Beyond just the farmers, Shemtov is in the business of connecting people, one of the reasons Conway said he opened a coffee shop (The Daily on King Street) despite the fact that he’s not a morning person. This mission to connect reverberates throughout the restaurant.
“Michael is a true visionary. On the core of things, we see eye to eye, so I let him forge ahead,” Conway said. “It’s been an adventure, but it’s been a good adventure. I think I thrive in a little bit of that chaos, too.”
Butcher & Bee was not immune to the struggles other restaurants faced at the onset of the COVID-19 pandemic.
The Post and Courier followed Butcher & Bee, along with three other Charleston area establishments, as it navigated the pandemic. There were low points such as staff shortages and issues with Uber Eats, among others.
Those times made it easier to celebrate the high points, like when the restaurant sponsored a Medical University of South Carolina testing station with Edmund’s Oast in their shared parking lot at Half Mile North. Or when Shemtov and his team partnered with a local clinic to organize a vaccine clinic that helped nearly 1,000 people — mostly hospitality workers — receive their shots.
And then there was the Pay It Forward initiative.
Pay It Forward distributed 11,575 grocery bags to more than 2,250 individuals in two months in spring 2020, filling the bags with essentials from Charleston-area farms, producers and local businesses. The program helped staff members from over 250 restaurants get groceries at a time when that was no small feat.
Butcher & Bee Chief of Staff Tara Pate, who joined the restaurant group in February 2020, was furloughed in mid-March 2020 amid the COVID-19 pandemic. Shortly after, Shemtov called with the idea to launch Pay It Forward.
“The first call Michael is making is like, ‘We’re going to get through this, here’s how you’re going to do it.

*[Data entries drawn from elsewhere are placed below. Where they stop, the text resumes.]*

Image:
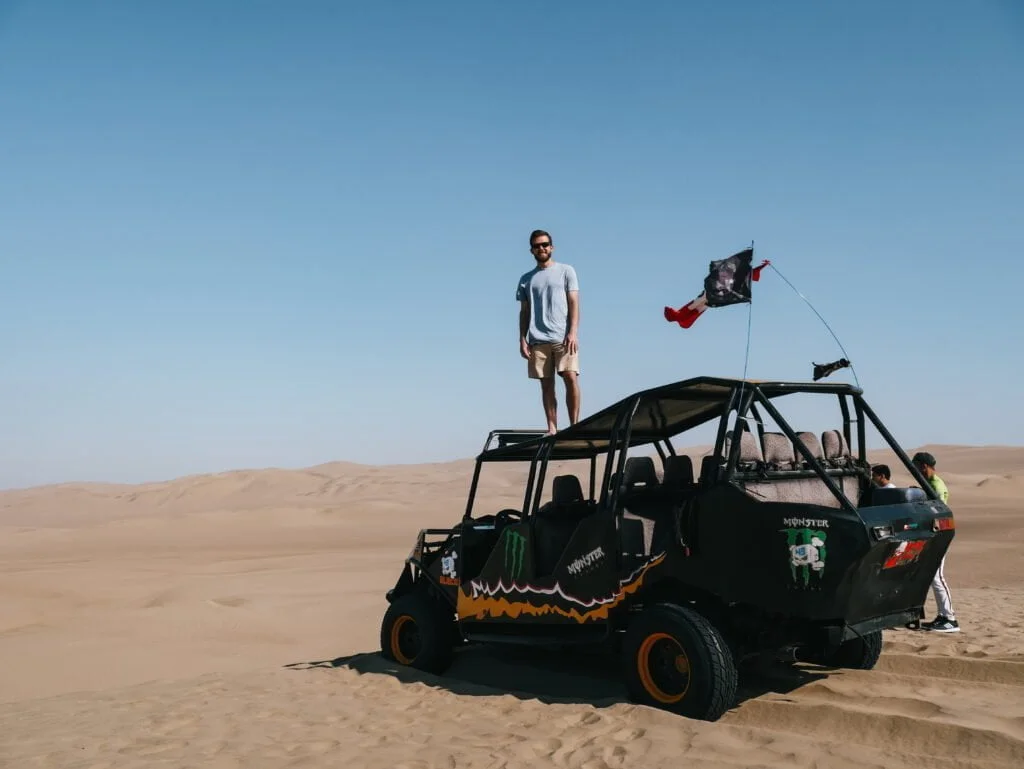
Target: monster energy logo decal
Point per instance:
(807, 554)
(515, 549)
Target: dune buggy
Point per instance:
(777, 542)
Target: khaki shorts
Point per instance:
(547, 358)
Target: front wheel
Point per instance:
(677, 660)
(418, 631)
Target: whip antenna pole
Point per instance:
(821, 319)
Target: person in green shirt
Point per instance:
(945, 621)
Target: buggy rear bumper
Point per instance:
(841, 634)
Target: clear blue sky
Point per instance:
(265, 233)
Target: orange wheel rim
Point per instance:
(664, 668)
(399, 633)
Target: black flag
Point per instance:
(823, 370)
(728, 280)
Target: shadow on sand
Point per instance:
(555, 676)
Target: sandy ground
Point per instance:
(231, 621)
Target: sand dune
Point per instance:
(231, 620)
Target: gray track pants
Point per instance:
(941, 592)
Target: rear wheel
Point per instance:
(419, 631)
(677, 660)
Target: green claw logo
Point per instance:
(807, 553)
(515, 549)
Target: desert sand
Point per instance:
(231, 621)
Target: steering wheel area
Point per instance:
(507, 516)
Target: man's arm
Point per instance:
(571, 342)
(523, 328)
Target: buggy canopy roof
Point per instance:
(660, 413)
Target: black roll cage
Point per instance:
(585, 441)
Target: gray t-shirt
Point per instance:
(545, 289)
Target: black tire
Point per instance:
(419, 631)
(659, 643)
(858, 653)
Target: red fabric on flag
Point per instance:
(686, 314)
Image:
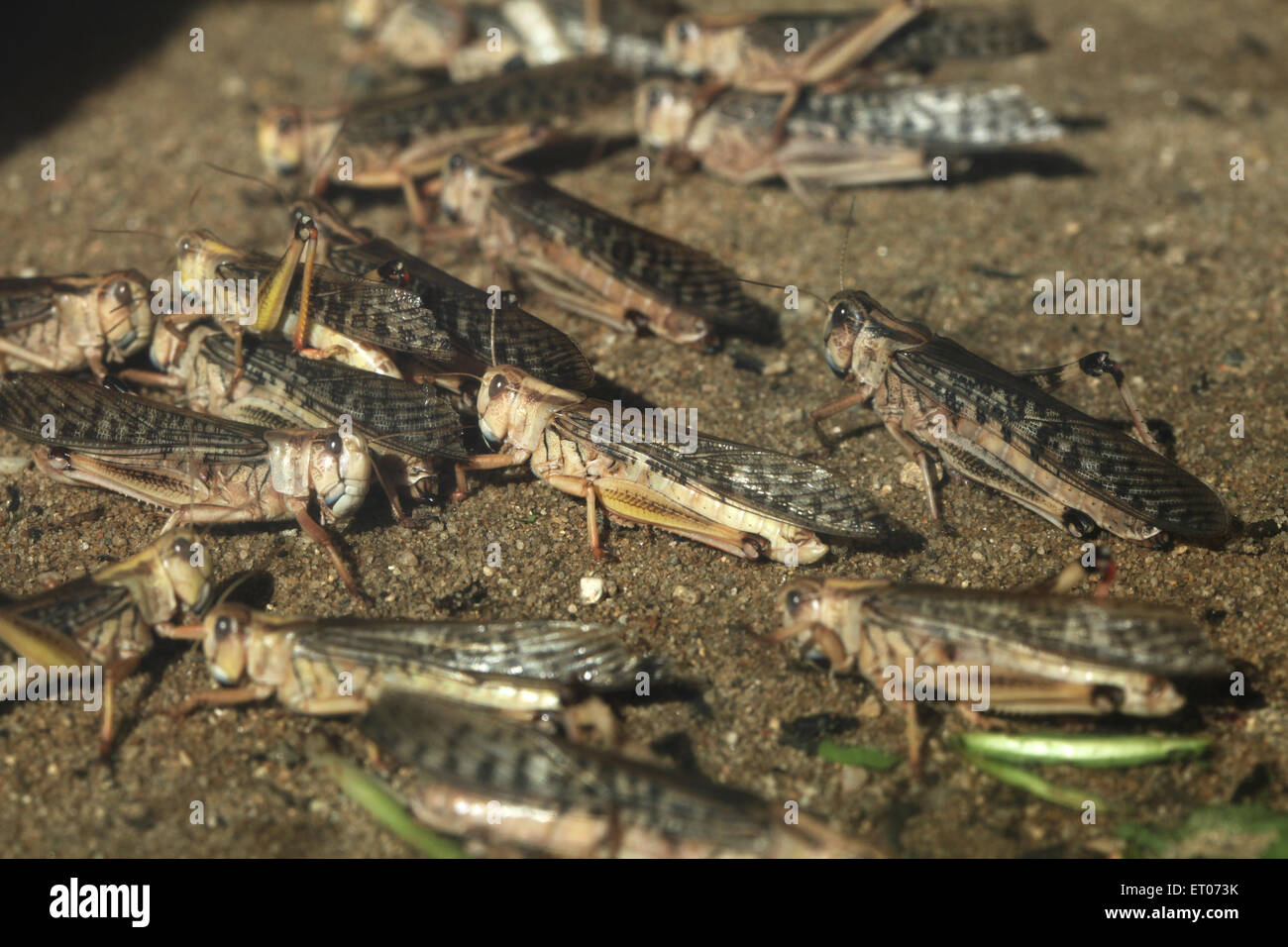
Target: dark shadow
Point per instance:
(59, 52)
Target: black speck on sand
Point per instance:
(1180, 89)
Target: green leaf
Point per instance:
(1082, 749)
(385, 808)
(867, 757)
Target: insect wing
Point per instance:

Do you want to start a nonprofit?’ " Pate recalled. "And you’re like, ‘Oh OK this is more than words, this is actions.’”
Conway also recalled early discussions about Pay It Forward, which she said revolved around supporting local farmers
“We’re not here just to serve food,” Conway said. “We actively seek out to do these things. It’s not just about making sure we’re serving a nice chicken sandwich.”

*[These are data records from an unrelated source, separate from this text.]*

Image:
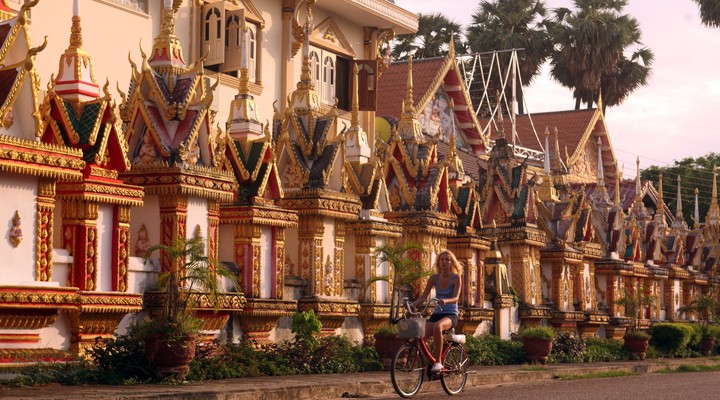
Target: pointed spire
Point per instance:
(638, 197)
(678, 210)
(546, 161)
(558, 161)
(167, 52)
(355, 109)
(244, 80)
(409, 127)
(713, 216)
(408, 106)
(713, 196)
(356, 143)
(76, 79)
(600, 196)
(451, 46)
(618, 177)
(600, 175)
(547, 190)
(661, 203)
(696, 217)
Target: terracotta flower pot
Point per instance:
(171, 356)
(537, 349)
(708, 343)
(637, 346)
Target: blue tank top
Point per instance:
(443, 294)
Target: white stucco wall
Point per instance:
(19, 194)
(104, 240)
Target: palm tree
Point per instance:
(433, 35)
(511, 24)
(709, 12)
(590, 52)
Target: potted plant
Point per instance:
(537, 343)
(170, 337)
(405, 273)
(706, 307)
(635, 340)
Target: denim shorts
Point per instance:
(438, 317)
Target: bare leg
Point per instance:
(438, 328)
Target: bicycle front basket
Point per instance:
(411, 328)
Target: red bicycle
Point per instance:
(413, 361)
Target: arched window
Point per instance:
(252, 51)
(315, 69)
(328, 90)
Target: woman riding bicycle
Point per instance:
(447, 284)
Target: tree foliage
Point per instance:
(694, 173)
(431, 40)
(709, 12)
(590, 57)
(511, 24)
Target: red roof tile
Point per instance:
(571, 126)
(393, 84)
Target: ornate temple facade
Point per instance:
(256, 125)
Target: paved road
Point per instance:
(679, 386)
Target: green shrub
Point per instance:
(673, 338)
(121, 359)
(567, 348)
(492, 350)
(539, 332)
(604, 350)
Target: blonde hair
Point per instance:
(456, 266)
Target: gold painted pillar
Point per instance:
(279, 244)
(213, 234)
(120, 248)
(44, 229)
(80, 238)
(310, 265)
(173, 220)
(247, 257)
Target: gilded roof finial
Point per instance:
(306, 75)
(76, 78)
(601, 175)
(558, 161)
(661, 203)
(546, 161)
(678, 210)
(451, 46)
(618, 177)
(167, 51)
(638, 197)
(355, 109)
(696, 217)
(408, 106)
(713, 196)
(76, 29)
(244, 80)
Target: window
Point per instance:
(330, 76)
(221, 33)
(328, 82)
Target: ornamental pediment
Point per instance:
(329, 36)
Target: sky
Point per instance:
(674, 116)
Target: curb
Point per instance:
(333, 386)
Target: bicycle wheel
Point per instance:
(407, 370)
(455, 366)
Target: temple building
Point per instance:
(281, 133)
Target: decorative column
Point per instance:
(173, 220)
(44, 228)
(120, 248)
(80, 238)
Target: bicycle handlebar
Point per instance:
(411, 310)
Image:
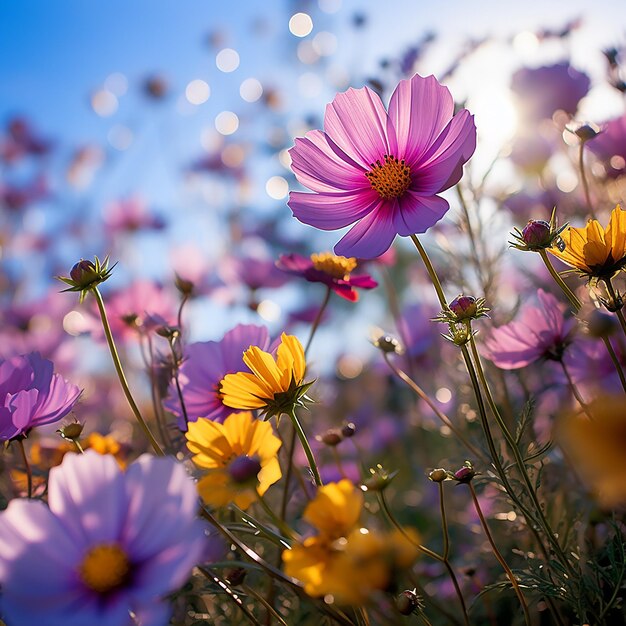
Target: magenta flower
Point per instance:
(109, 542)
(382, 170)
(32, 395)
(333, 271)
(539, 332)
(204, 366)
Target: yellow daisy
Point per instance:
(240, 456)
(275, 385)
(594, 251)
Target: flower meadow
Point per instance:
(396, 396)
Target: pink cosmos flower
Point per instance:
(330, 270)
(382, 170)
(539, 332)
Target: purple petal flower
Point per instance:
(539, 332)
(382, 170)
(109, 543)
(32, 395)
(205, 364)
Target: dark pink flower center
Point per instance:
(391, 178)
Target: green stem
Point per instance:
(120, 373)
(318, 319)
(571, 296)
(431, 272)
(518, 459)
(306, 447)
(29, 472)
(442, 416)
(499, 556)
(616, 363)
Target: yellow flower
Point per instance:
(344, 560)
(596, 446)
(275, 385)
(240, 456)
(594, 251)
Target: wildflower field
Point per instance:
(312, 313)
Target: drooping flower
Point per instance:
(594, 440)
(108, 543)
(382, 170)
(594, 252)
(343, 560)
(539, 332)
(32, 395)
(330, 270)
(241, 456)
(204, 365)
(276, 385)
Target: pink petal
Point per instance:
(331, 211)
(416, 214)
(320, 168)
(419, 110)
(371, 236)
(442, 166)
(357, 122)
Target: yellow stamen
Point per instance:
(391, 178)
(335, 266)
(104, 568)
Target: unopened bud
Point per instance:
(537, 234)
(438, 475)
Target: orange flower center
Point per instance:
(335, 266)
(391, 178)
(104, 568)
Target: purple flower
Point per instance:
(544, 90)
(382, 170)
(330, 270)
(108, 542)
(32, 395)
(610, 146)
(539, 332)
(204, 366)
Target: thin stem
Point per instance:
(29, 472)
(306, 447)
(431, 272)
(616, 300)
(120, 373)
(446, 552)
(478, 371)
(583, 177)
(318, 319)
(571, 296)
(616, 363)
(442, 416)
(499, 556)
(573, 388)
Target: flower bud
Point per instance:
(465, 474)
(464, 307)
(244, 469)
(331, 437)
(537, 234)
(438, 475)
(407, 602)
(71, 431)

Pay It Forward has since morphed into a full-fledged 501(c)(3) nonprofit that distributed over $21,000 in grants to Charleston food and beverage workers in need between January and March. After securing $200,000 in combined funding from the Indigo Hospitality Group and Sullivan’s Island restaurant Obstinate Daughter, the organization is poised to further serve Charleston food and beverage workers in need.
“I feel like the values of our company is something that aligned with my personal values,” Pate said. “I think in the hospitality industry that’s sometimes hard to find.”

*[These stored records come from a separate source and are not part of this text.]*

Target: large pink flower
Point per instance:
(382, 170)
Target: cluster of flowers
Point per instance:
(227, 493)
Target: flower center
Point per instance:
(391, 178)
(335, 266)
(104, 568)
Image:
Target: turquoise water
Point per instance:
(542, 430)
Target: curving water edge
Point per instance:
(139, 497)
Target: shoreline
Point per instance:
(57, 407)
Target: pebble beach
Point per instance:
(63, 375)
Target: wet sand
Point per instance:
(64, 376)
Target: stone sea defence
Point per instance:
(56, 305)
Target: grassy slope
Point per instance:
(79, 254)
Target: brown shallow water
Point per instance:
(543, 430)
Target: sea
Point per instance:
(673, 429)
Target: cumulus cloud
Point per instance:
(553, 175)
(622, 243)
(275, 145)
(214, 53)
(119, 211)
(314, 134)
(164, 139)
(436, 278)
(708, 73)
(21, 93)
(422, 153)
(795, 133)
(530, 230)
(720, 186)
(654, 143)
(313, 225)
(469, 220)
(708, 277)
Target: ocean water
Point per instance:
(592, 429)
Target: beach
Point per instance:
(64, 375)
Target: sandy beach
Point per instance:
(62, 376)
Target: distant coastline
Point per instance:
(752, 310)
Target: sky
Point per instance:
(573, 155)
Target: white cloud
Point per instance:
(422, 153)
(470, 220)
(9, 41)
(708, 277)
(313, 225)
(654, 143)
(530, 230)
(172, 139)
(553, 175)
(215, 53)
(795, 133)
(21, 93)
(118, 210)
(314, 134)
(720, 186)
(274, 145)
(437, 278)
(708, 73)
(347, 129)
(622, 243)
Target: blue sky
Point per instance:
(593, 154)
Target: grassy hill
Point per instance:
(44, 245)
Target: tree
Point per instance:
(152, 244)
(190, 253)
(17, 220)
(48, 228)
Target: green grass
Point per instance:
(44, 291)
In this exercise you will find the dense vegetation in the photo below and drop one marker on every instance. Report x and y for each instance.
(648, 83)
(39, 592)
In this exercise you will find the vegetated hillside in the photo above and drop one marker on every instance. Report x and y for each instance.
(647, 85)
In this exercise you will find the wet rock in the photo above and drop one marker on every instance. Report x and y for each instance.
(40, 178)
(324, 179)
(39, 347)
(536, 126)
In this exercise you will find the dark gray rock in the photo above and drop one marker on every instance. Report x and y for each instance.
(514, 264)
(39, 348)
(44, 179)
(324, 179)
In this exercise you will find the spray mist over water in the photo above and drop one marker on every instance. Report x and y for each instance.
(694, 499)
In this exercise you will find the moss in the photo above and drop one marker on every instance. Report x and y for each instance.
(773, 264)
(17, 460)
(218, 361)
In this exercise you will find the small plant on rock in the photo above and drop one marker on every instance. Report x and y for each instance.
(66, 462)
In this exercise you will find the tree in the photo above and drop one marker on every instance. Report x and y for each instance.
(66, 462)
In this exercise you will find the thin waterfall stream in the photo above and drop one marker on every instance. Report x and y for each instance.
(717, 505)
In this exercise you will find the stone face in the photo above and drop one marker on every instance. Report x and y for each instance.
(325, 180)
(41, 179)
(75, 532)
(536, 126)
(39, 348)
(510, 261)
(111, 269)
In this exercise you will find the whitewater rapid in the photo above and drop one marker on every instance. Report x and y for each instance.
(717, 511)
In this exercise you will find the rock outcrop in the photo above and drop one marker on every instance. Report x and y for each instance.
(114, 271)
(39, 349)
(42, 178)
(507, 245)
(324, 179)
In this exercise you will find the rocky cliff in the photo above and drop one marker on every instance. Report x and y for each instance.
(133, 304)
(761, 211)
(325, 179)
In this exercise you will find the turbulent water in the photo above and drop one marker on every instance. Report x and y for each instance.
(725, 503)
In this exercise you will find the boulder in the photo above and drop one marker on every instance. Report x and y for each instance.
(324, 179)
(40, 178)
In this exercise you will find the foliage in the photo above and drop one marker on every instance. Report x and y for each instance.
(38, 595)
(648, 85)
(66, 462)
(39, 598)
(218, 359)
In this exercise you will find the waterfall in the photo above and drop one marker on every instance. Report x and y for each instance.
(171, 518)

Chai Pani picked up the national James Beard Award in the Outstanding Restaurant category at a June 13 ceremony at the Lyric Opera in Chicago, besting Butcher & Bee and the three other finalist nominees.
The morning after the awards ceremony, Shemtov told The Post and Courier he was happy to see the award go to his friend Meherwan Irani, who shares his story of visiting spice markets and eating street food in India through the food served at his casual downtown Asheville restaurant.
Sure, Shemtov wanted the win, but just being up for this award means Butcher & Bee has reached new heights.
"I never set out to win a Beard Award," said Shemtov, recalling conversations with his staff about striving to enter the national conversation around excellence. "We’re here, we’re in Chicago, we’re one of five restaurants in the nation."
Moving forward, Shemtov is committed to contributing to the community, but much of his attention will be focused on the action inside the four walls of the restaurant. He recently hired a chef de cuisine named Salvador Lopez, although he is still searching for his next executive chef.
Shemtov doesn't seem concerned by what lies ahead, however. After all, those who reach the pinnacle of their profession usually prefer to stay there.